The IMF, the World Bank and UN are increasingly looking like yesterday’s ideas for yesterday’s problems.

Of late, the IMF has been on the receiving end of enormous flak. Where was it when the foundations were laid for the credit crunch? Rewind the clock back to the last crisis but one, in parts of East Asia and in Russia, thanks to the way it dealt with that crisis, its name is mud. Maybe we need a new IMF, and World Bank. Well, in saying that, we are in good company.

If there was one theme that emerged above all others at Davos, it was calls for a new world order.

Gordon Brown was at it, so was George Soros, but perhaps most significantly are the ideas that are just beginning to gain global momentum from an economist called Joseph Stiglitz.

Note that name. If you are not already familiar with Mr Stiglitz, then here is a prediction. This is a name you will hear more and more often over the next ten years or so. For Joseph Stiglitz is increasingly being talked about in the same breath as Keynes. If Keynes was the greatest and most-influential economist of the 20th century, Stiglitz seems to be emerging as the top economist in the world in the modern era.

Stiglitz’s views are not dissimilar to Keynes’. In a recent interview with the Telegraph, while talking about a way through the credit crunch, he said, “As a Keynesian, I’d say the biggest back for the buck in terms of immediate stimulus would be unemployment assistance and tax rebates for the poor.” Actually, in this respect, Uncle Joe’s remedy is not that dissimilar from the $150bn tax breaks recently announced by George W. But, he said, “Set against the magnitude of the problem, even a fiscal stimulus package of $150bn is not going to be enough.”

To understand where Stiglitz is coming from, it is first necessary to recall the crisis that made the IMF so unpopular in parts of the world. The East Asia crisis, the Russian credit crisis, and then finally the collapse of Long Term Credit Management, were, in their own way, just as serious as the crisis reverberating around the world today.

The main difference is this. Back then, banks in the West had poured their money into the tiger economies of East Asia and Russia, creating a bubble, which collapsed. The result was nearly catastrophic for the western banks but, in the end, thanks to the action of the IMF and what Stiglitz calls the “Washington consensus,” it was largely the economies of East Asia and Russia that lost out. According to Stiglitz, in his book ‘Globalisation and its discontents’, some people in that region actually date events with respect to that period, describing something as pre- or post-IMF.

So actually, when we celebrate years of uninterrupted economic growth, of the way the global economy managed to avoid recession in the ’97 and ’98 period, just remember, there was a price to pay and that price came in the shape of major economic hardship in some regions.

This experience has in turn affected the attitude of certain developing countries to western institutions.

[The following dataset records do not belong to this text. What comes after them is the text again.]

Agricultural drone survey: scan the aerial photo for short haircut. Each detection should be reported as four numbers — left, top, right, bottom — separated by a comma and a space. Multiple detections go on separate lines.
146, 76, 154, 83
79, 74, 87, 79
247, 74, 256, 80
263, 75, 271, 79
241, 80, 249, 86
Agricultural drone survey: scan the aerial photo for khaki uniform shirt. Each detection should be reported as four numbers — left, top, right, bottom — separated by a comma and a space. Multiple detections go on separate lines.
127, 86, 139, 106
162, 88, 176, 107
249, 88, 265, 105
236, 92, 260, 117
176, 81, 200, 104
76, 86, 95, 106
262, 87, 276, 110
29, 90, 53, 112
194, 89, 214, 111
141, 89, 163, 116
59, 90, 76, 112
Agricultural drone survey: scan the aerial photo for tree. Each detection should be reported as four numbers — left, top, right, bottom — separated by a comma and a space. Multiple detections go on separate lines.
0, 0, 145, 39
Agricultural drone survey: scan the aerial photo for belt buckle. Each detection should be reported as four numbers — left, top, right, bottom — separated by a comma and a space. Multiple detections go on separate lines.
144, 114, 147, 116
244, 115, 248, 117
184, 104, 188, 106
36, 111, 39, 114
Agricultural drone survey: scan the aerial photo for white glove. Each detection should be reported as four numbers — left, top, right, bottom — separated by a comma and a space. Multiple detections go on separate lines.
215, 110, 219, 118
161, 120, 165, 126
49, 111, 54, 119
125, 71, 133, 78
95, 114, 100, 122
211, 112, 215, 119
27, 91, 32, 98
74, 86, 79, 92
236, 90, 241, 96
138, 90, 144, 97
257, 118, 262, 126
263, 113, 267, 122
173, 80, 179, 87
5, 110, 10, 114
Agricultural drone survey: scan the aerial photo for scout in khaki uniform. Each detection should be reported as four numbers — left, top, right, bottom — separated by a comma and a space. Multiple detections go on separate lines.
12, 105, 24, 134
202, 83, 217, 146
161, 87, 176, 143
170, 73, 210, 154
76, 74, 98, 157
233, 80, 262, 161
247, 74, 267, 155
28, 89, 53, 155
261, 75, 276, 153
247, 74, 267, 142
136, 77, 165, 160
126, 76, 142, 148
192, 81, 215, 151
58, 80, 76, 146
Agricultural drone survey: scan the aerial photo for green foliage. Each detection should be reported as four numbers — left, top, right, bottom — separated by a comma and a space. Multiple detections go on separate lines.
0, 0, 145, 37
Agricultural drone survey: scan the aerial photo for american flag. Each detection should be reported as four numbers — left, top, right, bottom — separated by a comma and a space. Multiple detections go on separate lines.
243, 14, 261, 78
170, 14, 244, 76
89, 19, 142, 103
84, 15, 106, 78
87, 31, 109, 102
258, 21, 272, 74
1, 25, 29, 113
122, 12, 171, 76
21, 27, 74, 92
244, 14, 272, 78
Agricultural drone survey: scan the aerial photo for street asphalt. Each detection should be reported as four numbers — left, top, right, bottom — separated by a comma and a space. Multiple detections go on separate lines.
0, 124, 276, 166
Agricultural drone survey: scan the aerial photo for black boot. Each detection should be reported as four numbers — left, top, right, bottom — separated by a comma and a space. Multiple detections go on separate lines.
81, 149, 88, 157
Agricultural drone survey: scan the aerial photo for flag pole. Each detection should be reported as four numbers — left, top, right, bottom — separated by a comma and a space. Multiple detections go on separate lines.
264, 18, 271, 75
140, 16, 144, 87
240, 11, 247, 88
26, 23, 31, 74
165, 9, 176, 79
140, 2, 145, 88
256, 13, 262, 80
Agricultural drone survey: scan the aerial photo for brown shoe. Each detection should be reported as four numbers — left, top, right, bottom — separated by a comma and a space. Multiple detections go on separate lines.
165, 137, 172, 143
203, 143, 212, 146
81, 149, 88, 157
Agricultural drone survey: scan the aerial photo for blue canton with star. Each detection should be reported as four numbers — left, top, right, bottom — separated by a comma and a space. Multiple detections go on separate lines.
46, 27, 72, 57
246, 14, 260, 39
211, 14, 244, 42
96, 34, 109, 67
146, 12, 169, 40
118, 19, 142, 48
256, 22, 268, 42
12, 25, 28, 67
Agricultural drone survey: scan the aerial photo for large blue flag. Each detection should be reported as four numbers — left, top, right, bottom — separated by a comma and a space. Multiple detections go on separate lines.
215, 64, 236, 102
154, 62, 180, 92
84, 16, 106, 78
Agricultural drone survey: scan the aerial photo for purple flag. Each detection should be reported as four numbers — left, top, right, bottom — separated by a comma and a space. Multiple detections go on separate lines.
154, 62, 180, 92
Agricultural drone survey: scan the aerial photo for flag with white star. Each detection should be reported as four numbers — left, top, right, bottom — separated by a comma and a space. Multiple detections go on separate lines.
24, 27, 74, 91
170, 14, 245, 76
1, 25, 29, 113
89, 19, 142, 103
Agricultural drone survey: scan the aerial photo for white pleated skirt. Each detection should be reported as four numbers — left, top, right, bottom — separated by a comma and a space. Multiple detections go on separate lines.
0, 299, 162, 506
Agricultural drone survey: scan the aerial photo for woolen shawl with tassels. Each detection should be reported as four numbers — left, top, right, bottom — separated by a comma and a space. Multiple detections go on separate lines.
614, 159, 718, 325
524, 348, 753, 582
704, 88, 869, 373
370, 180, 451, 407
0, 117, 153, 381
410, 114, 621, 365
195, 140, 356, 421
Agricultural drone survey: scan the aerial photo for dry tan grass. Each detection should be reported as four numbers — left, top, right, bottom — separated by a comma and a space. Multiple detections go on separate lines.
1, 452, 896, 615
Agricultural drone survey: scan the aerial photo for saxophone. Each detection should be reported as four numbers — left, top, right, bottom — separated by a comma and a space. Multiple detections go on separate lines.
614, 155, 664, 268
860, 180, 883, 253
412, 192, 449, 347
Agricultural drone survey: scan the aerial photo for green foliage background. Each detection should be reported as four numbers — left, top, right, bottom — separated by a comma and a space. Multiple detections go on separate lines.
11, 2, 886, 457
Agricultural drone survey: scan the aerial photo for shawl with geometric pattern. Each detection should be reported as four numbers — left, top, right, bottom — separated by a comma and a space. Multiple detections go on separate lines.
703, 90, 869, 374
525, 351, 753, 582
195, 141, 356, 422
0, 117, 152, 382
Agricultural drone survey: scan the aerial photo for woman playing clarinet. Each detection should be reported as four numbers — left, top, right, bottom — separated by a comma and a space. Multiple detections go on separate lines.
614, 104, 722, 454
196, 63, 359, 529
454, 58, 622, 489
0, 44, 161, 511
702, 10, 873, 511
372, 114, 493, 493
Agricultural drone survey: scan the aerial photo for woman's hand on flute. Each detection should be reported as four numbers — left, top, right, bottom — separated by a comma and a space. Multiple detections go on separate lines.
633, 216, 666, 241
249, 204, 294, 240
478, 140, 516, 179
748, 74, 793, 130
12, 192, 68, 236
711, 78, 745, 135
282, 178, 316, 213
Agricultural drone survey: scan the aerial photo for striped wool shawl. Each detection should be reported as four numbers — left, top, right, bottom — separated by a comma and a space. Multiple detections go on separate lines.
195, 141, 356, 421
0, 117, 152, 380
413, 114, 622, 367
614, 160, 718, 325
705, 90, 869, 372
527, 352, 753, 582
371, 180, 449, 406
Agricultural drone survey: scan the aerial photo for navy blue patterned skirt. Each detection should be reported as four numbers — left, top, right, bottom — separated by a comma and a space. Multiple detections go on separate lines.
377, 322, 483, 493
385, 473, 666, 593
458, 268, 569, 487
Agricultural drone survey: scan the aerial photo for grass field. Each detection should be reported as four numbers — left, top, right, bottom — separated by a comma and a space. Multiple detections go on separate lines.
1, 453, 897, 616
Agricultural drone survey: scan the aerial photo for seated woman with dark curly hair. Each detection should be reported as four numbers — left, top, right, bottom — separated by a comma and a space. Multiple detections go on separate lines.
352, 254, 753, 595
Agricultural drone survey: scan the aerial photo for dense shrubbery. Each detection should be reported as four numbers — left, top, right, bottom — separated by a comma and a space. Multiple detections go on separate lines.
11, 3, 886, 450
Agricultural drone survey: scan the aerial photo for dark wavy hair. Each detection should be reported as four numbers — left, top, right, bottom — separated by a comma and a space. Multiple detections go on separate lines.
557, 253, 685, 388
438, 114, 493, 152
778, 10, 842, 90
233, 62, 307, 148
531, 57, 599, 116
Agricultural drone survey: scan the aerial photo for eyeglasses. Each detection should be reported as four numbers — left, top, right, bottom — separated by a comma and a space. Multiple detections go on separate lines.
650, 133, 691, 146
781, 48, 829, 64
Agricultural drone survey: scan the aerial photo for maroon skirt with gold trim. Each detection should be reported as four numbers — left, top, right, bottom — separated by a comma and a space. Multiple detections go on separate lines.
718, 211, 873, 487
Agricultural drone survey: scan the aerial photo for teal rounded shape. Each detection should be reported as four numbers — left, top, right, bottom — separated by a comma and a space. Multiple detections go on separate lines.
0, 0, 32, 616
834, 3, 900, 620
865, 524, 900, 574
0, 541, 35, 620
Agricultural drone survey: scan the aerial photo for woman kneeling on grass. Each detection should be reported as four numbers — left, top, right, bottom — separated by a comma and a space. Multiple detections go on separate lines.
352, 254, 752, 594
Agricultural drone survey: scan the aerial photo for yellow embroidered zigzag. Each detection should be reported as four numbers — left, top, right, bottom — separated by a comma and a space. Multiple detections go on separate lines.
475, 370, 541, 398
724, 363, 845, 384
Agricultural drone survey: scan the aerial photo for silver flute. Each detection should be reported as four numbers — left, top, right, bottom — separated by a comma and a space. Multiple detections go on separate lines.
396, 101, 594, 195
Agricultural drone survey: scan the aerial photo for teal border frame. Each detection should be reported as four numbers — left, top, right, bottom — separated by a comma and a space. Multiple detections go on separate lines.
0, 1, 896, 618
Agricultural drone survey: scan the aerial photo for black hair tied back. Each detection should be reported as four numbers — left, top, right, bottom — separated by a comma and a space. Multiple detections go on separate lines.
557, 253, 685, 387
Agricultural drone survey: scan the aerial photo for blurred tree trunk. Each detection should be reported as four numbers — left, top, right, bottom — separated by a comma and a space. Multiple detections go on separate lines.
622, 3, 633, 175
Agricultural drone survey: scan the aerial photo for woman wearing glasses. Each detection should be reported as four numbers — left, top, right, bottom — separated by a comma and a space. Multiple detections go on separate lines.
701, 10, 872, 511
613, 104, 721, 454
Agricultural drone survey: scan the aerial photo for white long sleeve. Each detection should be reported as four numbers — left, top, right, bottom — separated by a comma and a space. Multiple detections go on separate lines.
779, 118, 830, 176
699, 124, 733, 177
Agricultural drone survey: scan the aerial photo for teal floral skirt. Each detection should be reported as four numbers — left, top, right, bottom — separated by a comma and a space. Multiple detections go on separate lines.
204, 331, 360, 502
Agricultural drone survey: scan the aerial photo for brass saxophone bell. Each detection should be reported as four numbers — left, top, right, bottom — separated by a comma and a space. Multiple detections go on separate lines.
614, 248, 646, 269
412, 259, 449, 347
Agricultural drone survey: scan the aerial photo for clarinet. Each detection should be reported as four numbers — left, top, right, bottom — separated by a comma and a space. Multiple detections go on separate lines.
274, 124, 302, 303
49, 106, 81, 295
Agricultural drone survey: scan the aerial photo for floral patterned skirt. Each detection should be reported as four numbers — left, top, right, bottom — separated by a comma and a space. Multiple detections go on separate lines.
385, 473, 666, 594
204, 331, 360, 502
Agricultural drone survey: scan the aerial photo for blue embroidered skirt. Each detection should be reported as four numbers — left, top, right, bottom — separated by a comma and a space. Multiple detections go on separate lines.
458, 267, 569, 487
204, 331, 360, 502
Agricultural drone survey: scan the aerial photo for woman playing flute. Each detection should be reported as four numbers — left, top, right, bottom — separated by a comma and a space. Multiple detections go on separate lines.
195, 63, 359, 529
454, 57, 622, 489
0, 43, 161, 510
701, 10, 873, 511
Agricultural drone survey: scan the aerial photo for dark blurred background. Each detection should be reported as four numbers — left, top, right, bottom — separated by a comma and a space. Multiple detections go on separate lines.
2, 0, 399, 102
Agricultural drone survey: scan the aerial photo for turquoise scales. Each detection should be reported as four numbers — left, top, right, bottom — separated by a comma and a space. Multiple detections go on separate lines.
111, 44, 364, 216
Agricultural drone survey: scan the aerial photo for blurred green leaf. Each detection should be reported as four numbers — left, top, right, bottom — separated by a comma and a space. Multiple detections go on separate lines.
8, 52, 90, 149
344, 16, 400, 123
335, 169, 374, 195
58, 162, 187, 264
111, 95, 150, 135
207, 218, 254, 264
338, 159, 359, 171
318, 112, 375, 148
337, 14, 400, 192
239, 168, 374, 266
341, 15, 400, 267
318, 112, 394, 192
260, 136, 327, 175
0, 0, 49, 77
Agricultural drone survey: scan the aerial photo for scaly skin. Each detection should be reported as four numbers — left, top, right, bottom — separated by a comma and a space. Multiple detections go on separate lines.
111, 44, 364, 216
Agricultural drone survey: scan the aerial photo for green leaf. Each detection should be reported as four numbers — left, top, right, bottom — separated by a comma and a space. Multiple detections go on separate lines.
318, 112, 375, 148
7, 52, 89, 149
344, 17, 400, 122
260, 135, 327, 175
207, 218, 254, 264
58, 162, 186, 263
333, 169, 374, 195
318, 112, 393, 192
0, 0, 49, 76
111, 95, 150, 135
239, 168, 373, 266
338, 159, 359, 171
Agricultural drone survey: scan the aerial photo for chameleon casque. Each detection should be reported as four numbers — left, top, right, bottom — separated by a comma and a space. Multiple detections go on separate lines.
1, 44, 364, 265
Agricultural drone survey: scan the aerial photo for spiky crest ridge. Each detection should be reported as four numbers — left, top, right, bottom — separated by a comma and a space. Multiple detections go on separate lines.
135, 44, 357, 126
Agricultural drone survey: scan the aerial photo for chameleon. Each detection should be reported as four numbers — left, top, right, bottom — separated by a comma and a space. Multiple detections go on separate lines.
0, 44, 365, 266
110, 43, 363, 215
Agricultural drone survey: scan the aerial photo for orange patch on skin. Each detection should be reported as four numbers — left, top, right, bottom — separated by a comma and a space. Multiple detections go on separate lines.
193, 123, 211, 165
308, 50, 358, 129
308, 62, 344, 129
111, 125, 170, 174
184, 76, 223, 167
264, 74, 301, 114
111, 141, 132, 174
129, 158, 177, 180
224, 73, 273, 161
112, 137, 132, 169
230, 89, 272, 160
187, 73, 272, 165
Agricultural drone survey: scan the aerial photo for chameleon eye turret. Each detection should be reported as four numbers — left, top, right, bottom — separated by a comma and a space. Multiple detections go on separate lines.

Take India and China, for example, Stiglizt recently said, “These countries managed globalisation: it was their ability to take advantage of globalisation, without being taken advantage of by globalisation, that accounts for much of their success.”

Stiglitz, who was chief economist at the World Bank in 1990, believes that globalised collective action is required moving forward.

George Soros struck a similar note last week when he talked about the failure of market fundamentalism. He says this idea that markets have a self-correcting mechanism is false; in order to propel the global economy forward in a sustainable way, and to create prosperity for all, governments must act in unison.

As for our Gordon, while talking at Davos, he said he wants to see the IMF become like an independent central bank – and as for the World Bank, he wants it to change and become a bank for supporting environmental projects.

The IMF and World Bank were formed after the end of World War II. Their principal architects were Keynes and the American economist Harry Dexter. Because, at the time, the US had all the political clout, the final make up of the institutions was much closer to what Dexter and the US contingent wanted.

But today, the global economy is so completely different, it is inappropriate for the financial institutions that are supposed to make the global economy tick over to be so dominated by the US and Europe. The boss of the IMF, for example, is always a European, the boss of the World Bank always an American.

Maybe all we need to do is reform the IMF and World Bank a bit. It seems more likely, however, that we need to scrap these two institutions and start again – come up with something new. Here is the prediction. This debate will develop, and within a few years will become a major talking point, and don’t be surprised if that name Joseph Stiglitz comes up on TV and appears in the newspapers more and more often.